Usually on Mothers' Day we talk a lot about how mothers are hardworking, wise, loving, etc., etc., and many of them are all those things. However, there are exceptions.  One thing we notice is that unconventional and dysfunctional mothers are often the children of less than textbook families themselves. One example of this is a lady that was the subject of a daily Bible reading last week; the thorn in a bouquet of great Godly mothers. (Note: the first part of this story is not a commonly told Sunday School story.)

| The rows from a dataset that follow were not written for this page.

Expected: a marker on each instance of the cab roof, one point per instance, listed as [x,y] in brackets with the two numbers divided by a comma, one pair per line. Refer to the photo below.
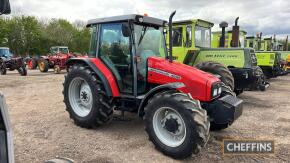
[132,17]
[59,47]
[200,22]
[230,31]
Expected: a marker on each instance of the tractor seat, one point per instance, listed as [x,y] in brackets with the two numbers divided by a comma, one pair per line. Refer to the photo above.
[113,69]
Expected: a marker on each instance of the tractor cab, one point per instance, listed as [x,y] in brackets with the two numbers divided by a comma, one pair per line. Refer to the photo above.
[123,42]
[59,50]
[216,37]
[5,52]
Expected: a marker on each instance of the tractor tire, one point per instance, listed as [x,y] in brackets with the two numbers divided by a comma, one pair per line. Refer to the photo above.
[215,68]
[56,69]
[217,127]
[3,69]
[32,64]
[85,98]
[43,65]
[22,71]
[176,124]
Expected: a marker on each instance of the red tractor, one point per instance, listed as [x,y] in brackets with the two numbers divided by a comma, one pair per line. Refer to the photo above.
[56,60]
[125,71]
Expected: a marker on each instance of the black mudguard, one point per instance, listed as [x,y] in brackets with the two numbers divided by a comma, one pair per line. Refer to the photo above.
[224,110]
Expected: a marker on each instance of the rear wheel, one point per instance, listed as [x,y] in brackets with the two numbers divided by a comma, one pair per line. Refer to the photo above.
[176,124]
[43,65]
[223,73]
[22,71]
[217,127]
[32,64]
[3,69]
[85,99]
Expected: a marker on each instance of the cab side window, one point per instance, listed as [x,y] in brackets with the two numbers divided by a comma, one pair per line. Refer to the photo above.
[177,36]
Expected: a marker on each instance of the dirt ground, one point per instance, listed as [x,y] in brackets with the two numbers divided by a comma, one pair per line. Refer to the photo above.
[43,130]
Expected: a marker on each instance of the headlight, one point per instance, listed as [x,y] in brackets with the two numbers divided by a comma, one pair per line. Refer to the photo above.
[216,90]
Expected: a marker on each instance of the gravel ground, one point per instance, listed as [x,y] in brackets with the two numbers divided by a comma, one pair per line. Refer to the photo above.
[43,130]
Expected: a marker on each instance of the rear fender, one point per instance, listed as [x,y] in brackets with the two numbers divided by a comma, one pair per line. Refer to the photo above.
[152,92]
[103,73]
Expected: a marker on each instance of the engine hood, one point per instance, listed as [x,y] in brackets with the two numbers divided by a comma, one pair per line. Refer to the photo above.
[198,83]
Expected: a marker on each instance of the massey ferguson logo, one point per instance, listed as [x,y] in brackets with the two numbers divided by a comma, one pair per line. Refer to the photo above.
[164,73]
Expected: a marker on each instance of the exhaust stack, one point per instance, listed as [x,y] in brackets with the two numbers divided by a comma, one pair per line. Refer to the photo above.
[170,35]
[223,26]
[286,44]
[235,34]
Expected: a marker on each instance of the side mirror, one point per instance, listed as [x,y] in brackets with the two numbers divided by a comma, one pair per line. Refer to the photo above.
[4,7]
[125,30]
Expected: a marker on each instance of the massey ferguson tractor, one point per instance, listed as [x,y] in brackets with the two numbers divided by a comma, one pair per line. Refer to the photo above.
[56,60]
[125,71]
[8,62]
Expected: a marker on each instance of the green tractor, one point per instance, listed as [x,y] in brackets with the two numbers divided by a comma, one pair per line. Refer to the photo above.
[216,37]
[236,67]
[269,55]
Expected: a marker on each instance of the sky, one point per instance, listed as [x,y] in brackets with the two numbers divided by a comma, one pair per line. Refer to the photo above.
[267,16]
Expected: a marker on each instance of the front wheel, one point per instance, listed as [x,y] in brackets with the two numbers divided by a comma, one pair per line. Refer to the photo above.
[176,124]
[85,99]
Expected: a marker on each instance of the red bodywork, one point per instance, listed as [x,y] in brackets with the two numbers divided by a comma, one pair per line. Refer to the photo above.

One of the things we know about the northern kingdom of Israel after the split with Judah after Solomon's death is that the northern kingdom had no record of Godly kings or stable dynasties. The most dramatic of the northern ruling families is that of Omri, in the ninth century BC, about a hundred years after Solomon.  Omri's son Ahab married Jezebel, a daughter of a king of Tyre in Lebanon, who was an aggressive Baal worshiper and an enemy of the God of Israel.  Ahab had a daughter named Athaliah, who married King Jehoram of the southern kingdom of Judah, who had all his brothers killed when he became king, and was accused by Elijah the prophet of leading the people of Judah away from God and serving the idols of his in-laws. All of his sons but the youngest were killed by raiders from outside, and so the only remaining heir to the throne of David, Ahaziah of Judah, became king when Jehoram died at the age of 40, and the queen mother Athaliah was the power behind the throne. Ahaziah was soon killed by Jehu, the northern general who had also killed Ahab, Jezebel and their pagan entourage.  When Athaliah heard that her son was dead, she had all his remaining family (her own grandsons and whoever else she could find) killed and took power herself, the only reigning queen in the history of either kingdom. 

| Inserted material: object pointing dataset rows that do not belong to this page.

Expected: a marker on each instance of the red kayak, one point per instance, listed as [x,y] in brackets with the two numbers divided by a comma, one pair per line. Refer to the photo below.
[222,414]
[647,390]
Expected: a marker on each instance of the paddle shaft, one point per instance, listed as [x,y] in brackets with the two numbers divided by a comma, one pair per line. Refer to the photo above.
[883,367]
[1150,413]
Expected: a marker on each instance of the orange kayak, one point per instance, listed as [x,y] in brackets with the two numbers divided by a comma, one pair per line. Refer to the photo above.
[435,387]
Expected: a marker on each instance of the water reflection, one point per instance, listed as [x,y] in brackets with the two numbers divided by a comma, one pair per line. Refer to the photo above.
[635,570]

However—God had promised that the Davidic line would survive. She missed a daughter who was married to the High Priest at the Temple, and the youngest grandson (Joash) who was rescued by his aunt, hidden and raised in the Temple until he was seven years old. The story of the High Priest organizing a bodyguard and coronation for Joash is a good Sunday School story, and also how he organized a collection box to repair and renovate the Temple. All’s well that ends well, and King Joash was one of the Godly kings—but it was a close one. 

The Bible is nothing if not honest. It pulls no punches describing the bad deeds of Ahab and Jezebel, and the bad judgment of King Jehoram of Judah. Elijah asked the same question that occurs to us: what was he thinking to marry into that family? Yes, Omri had been successful politically and economically, but at what cost? Sin is not only a roaring lion, but it has fierce cubs as well. I haven’t tried to count how many people died violently in those times but it is a whole bunch. We’ve talked a lot about legacies in the past few months, but we need to remember that legacies are not only powerful for good, but can be powerful for evil as well.